Zama (Lucrecia Martel, 2017)

ZAMA

“What is dead may never die.”

The long-awaited latest film from Argentine director Lucrecia Martel (The Headless Woman, La Ciénega) opens this week at the Northwest Film Forum. It’s set sometime in the late 18th Century, in an unnamed Spanish colony in South America. Daniel Giménez Cacho plays Diego de Zama, an American-born magistrate who very much wants to get away, back to his family (from whom he hasn’t heard, as the film begins, in 14 months), or transferred out of the ramshackle outpost he’s assigned to and into something resembling a city. Zama though will be frustrated at every turn, and the film is a chronicle of his long, slow disintegration as he is ignored, confounded, ridiculed and betrayed by his fellow colonists and swallowed up whole by the flora, fauna, and pestilence of the land he’s invaded and so disdains. Early in the film, Zama is told by a child suffering from cholera that he is a god, born old but fated to never die. His progress, such as it is, recalls other descents into the wilderness, Jim Jarmusch’s Dead Man, Joesph Conrad’s Heart of Darkness, Lisandro Alonso’s Jauja, and so on, with the notable exception that for the majority of the film, Zama actually doesn’t journey anywhere, at least not spatially.

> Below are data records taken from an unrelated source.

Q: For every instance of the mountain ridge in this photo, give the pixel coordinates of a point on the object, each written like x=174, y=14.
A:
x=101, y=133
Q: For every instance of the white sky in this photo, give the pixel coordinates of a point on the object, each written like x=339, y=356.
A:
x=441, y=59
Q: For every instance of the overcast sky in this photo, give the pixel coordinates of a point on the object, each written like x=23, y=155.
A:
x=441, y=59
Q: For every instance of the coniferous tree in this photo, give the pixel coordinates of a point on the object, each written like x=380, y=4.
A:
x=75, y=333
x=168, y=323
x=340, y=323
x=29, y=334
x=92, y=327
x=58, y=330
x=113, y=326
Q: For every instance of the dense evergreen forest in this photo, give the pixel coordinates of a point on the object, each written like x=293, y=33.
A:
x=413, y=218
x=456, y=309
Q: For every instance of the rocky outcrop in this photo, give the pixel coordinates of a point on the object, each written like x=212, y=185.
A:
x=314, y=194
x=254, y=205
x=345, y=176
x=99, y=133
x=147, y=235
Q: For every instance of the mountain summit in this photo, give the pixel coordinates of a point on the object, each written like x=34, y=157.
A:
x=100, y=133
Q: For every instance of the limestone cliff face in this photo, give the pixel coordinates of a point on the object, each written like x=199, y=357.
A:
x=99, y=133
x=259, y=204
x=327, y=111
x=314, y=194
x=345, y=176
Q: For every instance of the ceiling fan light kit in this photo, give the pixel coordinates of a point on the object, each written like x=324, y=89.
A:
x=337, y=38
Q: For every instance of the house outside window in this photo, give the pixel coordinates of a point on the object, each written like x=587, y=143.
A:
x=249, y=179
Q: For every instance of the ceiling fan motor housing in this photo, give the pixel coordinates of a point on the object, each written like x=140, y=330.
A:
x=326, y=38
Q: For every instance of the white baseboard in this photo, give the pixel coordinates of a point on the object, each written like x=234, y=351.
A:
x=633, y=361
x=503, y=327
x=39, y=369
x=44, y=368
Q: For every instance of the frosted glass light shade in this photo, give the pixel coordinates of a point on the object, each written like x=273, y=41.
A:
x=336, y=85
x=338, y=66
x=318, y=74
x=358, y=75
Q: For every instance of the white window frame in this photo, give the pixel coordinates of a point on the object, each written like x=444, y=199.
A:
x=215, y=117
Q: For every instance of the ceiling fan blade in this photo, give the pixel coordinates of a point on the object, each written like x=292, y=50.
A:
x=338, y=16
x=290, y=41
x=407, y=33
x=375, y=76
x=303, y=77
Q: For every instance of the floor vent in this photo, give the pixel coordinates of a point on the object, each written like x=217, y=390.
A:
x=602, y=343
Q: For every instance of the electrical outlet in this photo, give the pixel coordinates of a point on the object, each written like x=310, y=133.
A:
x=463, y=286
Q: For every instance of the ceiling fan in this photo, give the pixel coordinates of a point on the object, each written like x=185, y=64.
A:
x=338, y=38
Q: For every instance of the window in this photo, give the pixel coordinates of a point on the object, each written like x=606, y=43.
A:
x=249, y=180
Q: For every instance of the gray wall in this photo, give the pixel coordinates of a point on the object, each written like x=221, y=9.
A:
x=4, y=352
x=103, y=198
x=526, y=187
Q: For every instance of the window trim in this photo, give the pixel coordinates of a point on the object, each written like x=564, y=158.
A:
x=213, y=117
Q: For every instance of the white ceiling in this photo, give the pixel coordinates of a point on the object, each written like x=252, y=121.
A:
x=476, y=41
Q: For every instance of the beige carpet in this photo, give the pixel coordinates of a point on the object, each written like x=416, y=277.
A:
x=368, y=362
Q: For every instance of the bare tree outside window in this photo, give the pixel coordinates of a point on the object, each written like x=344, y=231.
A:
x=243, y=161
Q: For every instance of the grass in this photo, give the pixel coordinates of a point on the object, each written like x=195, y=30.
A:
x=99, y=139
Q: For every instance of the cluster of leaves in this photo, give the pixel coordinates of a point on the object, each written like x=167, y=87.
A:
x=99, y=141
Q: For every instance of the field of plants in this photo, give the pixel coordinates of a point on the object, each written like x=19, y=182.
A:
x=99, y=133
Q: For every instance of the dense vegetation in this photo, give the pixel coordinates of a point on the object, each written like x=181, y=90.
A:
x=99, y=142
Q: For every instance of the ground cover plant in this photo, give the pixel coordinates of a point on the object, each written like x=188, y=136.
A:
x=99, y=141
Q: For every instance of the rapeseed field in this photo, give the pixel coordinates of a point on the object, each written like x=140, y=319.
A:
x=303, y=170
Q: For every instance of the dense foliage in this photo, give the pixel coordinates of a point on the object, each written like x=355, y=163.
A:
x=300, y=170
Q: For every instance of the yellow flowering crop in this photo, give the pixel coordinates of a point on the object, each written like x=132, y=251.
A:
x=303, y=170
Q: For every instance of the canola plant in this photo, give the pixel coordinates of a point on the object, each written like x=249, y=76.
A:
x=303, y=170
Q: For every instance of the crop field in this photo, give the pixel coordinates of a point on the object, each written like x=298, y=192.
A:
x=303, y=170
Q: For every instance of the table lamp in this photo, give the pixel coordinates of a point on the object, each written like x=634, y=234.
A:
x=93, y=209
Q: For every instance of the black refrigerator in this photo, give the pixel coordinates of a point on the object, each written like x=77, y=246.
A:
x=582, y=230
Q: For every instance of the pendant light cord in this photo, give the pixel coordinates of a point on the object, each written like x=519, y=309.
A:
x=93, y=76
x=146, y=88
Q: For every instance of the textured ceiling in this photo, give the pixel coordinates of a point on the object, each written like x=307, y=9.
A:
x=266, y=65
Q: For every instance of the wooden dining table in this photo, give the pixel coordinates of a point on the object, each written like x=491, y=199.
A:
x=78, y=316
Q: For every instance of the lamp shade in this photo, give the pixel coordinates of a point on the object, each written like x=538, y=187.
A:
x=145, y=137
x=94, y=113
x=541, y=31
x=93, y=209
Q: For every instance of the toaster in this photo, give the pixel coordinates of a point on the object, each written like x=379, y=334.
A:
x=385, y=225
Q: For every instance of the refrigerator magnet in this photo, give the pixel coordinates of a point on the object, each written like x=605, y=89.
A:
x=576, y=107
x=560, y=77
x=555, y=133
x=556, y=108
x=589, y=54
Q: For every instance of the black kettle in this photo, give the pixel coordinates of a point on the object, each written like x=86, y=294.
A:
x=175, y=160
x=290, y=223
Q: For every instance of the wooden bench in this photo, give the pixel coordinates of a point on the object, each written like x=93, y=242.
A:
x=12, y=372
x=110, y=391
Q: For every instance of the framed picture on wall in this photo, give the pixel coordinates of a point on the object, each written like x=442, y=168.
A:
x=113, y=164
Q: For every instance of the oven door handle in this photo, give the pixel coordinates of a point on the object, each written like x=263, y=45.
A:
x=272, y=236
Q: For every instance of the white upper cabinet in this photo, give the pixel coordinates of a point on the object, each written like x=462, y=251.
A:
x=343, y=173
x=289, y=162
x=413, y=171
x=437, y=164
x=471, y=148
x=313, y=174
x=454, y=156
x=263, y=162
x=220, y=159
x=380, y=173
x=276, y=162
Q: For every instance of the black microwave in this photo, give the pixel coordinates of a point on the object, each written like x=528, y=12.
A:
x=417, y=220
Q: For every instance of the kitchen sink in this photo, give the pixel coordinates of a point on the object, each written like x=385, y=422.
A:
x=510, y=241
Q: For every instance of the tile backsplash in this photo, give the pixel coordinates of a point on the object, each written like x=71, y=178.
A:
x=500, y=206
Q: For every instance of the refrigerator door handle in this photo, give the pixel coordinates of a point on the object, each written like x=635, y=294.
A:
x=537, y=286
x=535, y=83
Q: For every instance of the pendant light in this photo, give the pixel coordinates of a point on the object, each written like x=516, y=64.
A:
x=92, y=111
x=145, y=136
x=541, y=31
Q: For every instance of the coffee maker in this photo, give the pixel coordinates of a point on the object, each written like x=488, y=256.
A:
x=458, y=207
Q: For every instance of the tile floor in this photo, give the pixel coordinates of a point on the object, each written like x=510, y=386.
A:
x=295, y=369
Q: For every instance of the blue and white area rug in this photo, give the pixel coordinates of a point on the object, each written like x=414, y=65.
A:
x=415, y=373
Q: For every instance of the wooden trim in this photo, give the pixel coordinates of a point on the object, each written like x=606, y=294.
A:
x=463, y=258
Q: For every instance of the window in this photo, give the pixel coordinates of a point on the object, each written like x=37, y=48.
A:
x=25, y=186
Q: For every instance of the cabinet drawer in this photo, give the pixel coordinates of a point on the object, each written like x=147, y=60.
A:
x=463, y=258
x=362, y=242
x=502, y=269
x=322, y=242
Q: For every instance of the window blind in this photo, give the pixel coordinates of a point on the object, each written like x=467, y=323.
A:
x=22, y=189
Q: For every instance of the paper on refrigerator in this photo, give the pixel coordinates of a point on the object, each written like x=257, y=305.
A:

Based on a novel by Antonio di Benedetto, which I own but have not read, Zama is a slippery film: half allegory, half deadpan comedy, half realist fever dream. Giménez Cacho drifts through the film to the sounds of mid-century Brazilian guitar duo Los Indios Tabajaras (whose “Always In My Heart” you can also hear in Wong Kar-wai’s Days of Being Wild, a very different kind of film about a very different kind of jungle, that nonetheless shares Zama’s sense of aimless alienation). His Zama never seems to understand what is happening to him or why, he’s only apparently motivated by the desire to leave, or, alternately, the lust for women (only to be satisfied, if at all, off-screen). He is a magistrate, but from what we see not a very good one. He attempts to romance a fellow official’s wife, but is endlessly rebuffed. He tries to defend the young girls at his inn from a thief who may not have been uninvited. Time passes by while his entreaties to the governor for a transfer are endlessly delayed. Martel gives us no real markers for the passage of time, outside of Giménez Cacho’s physical deterioration. His physical state matches that of his surroundings: out of favor with the government he is evicted, and holed up in a hovel (that may be haunted) he contracts a fever. Or maybe he’s had it all along, or maybe he hasn’t ever really been there: he seems to have an extraordinary talent for not being noticed—even the servants can’t seem to remember his name.

Eventually, Zama makes it out of town, but not in the direction he’d hoped to be going. He joins a party searching for the notorious fugitive Vicuña Porto, a man held responsible for pretty much every crime in the area, fictional or not. The name has followed Zama from the beginning, not unlike the llama that stalks behind him during a meeting with the governor, the sounds and images of wildlife ever-present, even in the heart of the colonial community. On their journey, the men, of course, run afoul of the native population, who act mysteriously (one group wears masks, the other paints themselves orange and forcibly paint the Spaniards as well), but not with any kind of special hostility. Throughout the film, the natives, free and enslaved, linger in the background, as workers and servants, eying the colonists but rarely interacting with them. They are, like the environment itself, the force of otherness that torments Zama just as much as the other colonists. There’s no escape into nature for him, nor to the city. No chance for assimilation, either among the Spanish, or among the natives. He is doomed to in-betweenness: neither European nor America, urban or rural, civilized or wild, alive or dead.